Molinaro wrote in a Facebook post on Dec. 12 that the requirement is “unenforceable” and “will become confrontational.” The county will not “escalate tension or conflict or further burden our local small businesses.”
Their opposition has not deterred many local business owners and municipalities, including in Beacon, whose total of 97 cases as of Sunday (Dec. 19) was nearly four times higher than Nov. 3. Story Screen Beacon Theater and its adjacent Wonderbar now require proof of vaccination, as do Dogwood and the Towne Crier.
Members of Beahive, who pay a monthly fee for access to coworking spaces and private offices at 291 Main St., had already been providing their vaccination status in order to work without masks, said owner Scott Tillitt. With the state’s order, people who want a day pass will also have to show proof of vaccination, he said.
“Some members expressed concern about having to wear a mask all day, even while seated at their desks,” said Tillitt. “That’s why we made that decision.”
Beacon’s government is not only mandating masks for employees and visitors to its buildings but turned several office suites into “vaccine-mandate areas,” said City Administrator Chris White. Staff and visitors who want to use the areas must prove they are vaccinated, he said.
Before Gov. Kathy Hochul’s order, Yali Lewis had already reinstated a mask mandate for shoppers entering Lewis & Pine, her jewelry and skin-care products shop at 133 Main St. The decision, said Lewis, was driven by the emergence of the fast-charging and highly transmissible Omicron variant. The strain has replaced the Delta variant as the primary source of infections.
Some customers have been “thanking us for doing it because they feel more comfortable coming in,” said Lewis. “Seems like this is a moment for everybody to do their part.”
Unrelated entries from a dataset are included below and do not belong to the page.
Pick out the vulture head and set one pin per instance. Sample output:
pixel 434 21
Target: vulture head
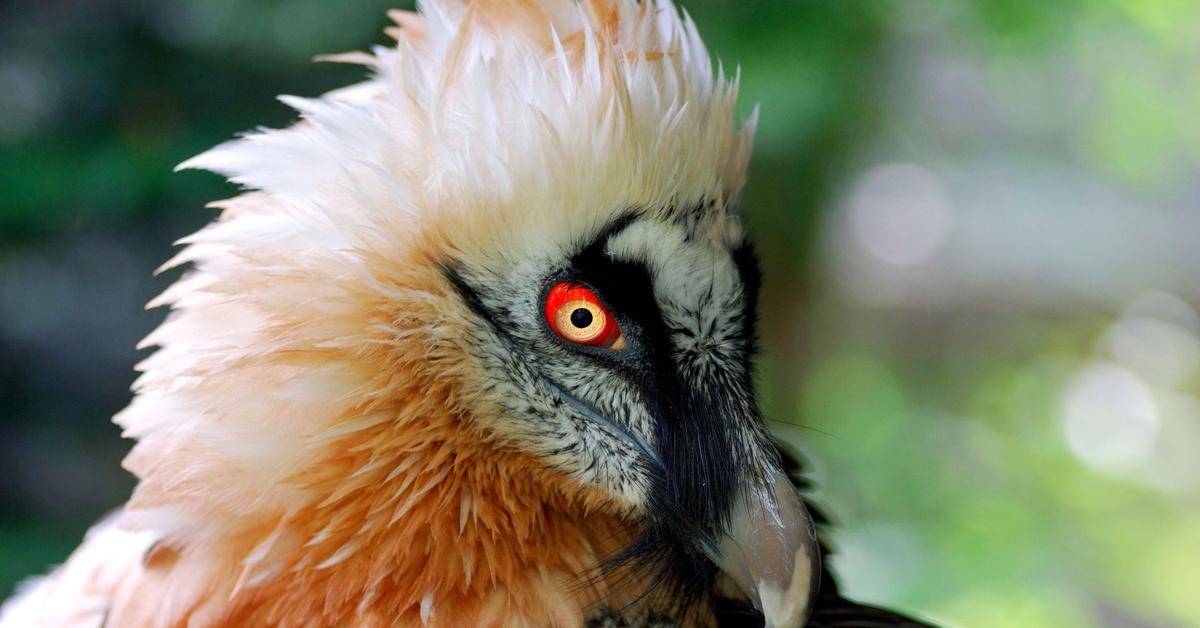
pixel 472 347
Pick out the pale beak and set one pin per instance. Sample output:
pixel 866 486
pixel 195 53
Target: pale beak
pixel 772 552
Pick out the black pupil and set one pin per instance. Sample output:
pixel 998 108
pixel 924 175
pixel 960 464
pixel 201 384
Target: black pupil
pixel 581 317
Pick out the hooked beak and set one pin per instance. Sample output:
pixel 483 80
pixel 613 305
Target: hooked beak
pixel 771 551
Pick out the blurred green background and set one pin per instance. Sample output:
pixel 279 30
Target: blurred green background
pixel 981 232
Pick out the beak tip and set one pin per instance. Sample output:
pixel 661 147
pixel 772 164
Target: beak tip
pixel 790 608
pixel 773 554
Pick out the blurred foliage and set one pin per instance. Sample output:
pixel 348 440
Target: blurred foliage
pixel 936 402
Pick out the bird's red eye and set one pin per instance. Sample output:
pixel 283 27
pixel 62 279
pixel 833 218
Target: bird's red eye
pixel 575 314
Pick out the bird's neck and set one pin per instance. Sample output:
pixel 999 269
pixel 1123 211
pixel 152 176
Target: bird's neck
pixel 445 522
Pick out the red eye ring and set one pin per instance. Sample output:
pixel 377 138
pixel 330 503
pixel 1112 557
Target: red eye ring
pixel 576 315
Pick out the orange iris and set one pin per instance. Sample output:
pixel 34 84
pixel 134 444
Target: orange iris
pixel 575 314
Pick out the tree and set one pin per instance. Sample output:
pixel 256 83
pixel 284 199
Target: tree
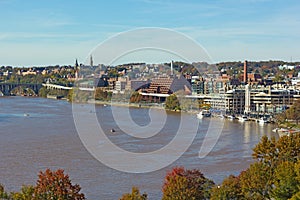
pixel 229 189
pixel 26 193
pixel 285 181
pixel 3 194
pixel 56 185
pixel 272 152
pixel 256 181
pixel 184 184
pixel 135 195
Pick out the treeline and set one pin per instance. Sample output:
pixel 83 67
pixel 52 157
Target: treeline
pixel 54 185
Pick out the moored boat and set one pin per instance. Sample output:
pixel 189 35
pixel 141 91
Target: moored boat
pixel 263 120
pixel 203 113
pixel 243 118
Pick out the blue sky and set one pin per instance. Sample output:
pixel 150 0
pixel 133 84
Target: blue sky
pixel 56 32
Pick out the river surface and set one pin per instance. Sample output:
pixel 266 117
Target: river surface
pixel 38 133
Lindsay Jean Fastiggi, the owner of Spice Revolution in Cold Spring, does not allow customers to enter her shop without masks. “The confrontation and stress is on me and my workers in trying to keep a safe and healthy space for people and children to shop,” she wrote this week on Instagram.“That’s not helpful. If it’s mandated, it should be enforced or it’s pointless.
“If you’ve ever seen or heard a mask confrontation in a shop, you know it’s painful,” she wrote. “I do not want that pain, stress and anxiety for anyone who works here or for my customers.”
With New York setting, for the third straight day, a pandemic-high for new infections, Hochul said on Monday (Dec. 20) that the state is allowing counties that enforce the mandate to apply for funding to cover costs of staffing and administering vaccines. Most counties will receive up to $1 million, and larger ones up to $2 million, from a $65 million pool, said Hochul, who is a Democrat.
Nancy Montgomery, a Democrat who represents Philipstown and part of Putnam Valley on the Putnam County Legislature, cited that funding in a memo she sent on Tuesday to Odell. She asked the county executive to retract her statement opposing the mask mandate and replace it with one promising to enforce the order.
“Will you remove the previous press release from the website and replace it with a statement that you will now be enforcing the mask mandate?” Montgomery asked. “Will county efforts now turn to distribution of at-home test kits, amping up testing and vaccine distribution?”